The doctor laughed and sipped his rum. Tocquet’s cheroot had made him very giddy.

“And you?”

“I take your point,” said Tocquet, releasing his long smile into the dark. “But lately I have been of some use to the Captain-General, in guiding a mission to subdue the rebellion at La Tortue. Besides, Leclerc’s situation is delicate. Between disease and the battlefield, the force he brought with him has been halved, no matter how he may try to conceal it. He must take his friends as he finds them, now.” Tocquet sharpened the coal of his cheroot by rolling it against the edge of the stone sill, and left the ash to powder on the ground. “Leclerc has learned of your value too—you may expect to hear from him, I think.”

“Yes,” said the doctor. “That saved me at La Crête à Pierrot, and Descourtilz too.
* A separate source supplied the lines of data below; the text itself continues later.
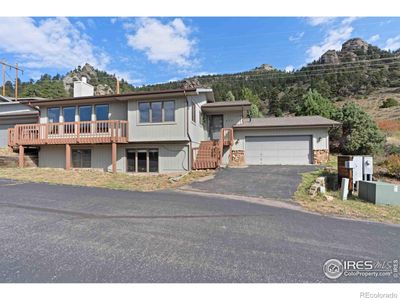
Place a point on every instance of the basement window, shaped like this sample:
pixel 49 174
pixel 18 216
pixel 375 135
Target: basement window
pixel 81 158
pixel 142 160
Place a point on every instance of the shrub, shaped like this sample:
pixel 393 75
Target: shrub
pixel 360 134
pixel 389 125
pixel 389 102
pixel 392 149
pixel 393 165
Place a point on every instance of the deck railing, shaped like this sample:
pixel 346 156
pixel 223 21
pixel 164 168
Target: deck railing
pixel 85 132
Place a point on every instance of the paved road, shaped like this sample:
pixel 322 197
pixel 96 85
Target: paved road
pixel 54 233
pixel 278 182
Even Dessalines in his worst passion would not kill a doctor there.” He drained his glass. “At the end, I think my worst risk was to finish skewered on a French bayonet.”

In his mind’s eye appeared unbidden the grubby drawn face of Captain Guizot as he’d first seen it, bearing down on him above the blood-dark, guttered blade. Behind, a whirl of other pictures waited, the vortex into which he fell with every sleep. Tocquet’s hand was still warm between his shoulders, and Tocquet’s eyes were curiously upon him, though the doctor knew he would not speak the question.

“What can I tell you?” he said. “You know that sort of thing as well as I. You’ve lived it, but you still can’t imagine it.”

“Well put.” Tocquet’s hand massaged the muscles of the doctor’s neck, then lifted. By now the stars were brighter, and the doctor, looking upward, could piece together the geometry of Perseus and Andromeda.

“You mean to kill that Captain Paltre, don’t you?”

“Assuredly,” said the doctor.

“I know you will defend yourself,” Tocquet said. “And yet I’d thought you would not kill by calculation. Choufleur, for example, was a much more dangerous enemy than Paltre.”

From the doctor’s mental kaleidoscope emerged the image of Placide Louverture, framed in an embrasure of La Crête à Pierrot, tails of his red mouchwa têt streaming out behind his head as he stooped from the saddle to hack down one or another French infantryman. Evidently his attitude toward taking human life had evolved since the doctor last spoke to him at Ravine à Couleuvre.

“Perhaps I’ve changed,” he said.

Tocquet nodded. “You have that right.”

“Do you disapprove?” The doctor’s cheroot had expired from inattention. He set it down on the sill beside his empty glass.

“Hardly,” said Tocquet. “I’d have left Paltre dead on the waterfront, had I been in your place.” His cheroot glowed red, close to his face, then faded. “But your ways have never been my ways,” he said. “There are times I feel the slave of my own practices. Perhaps, of the two of us, you are more free.”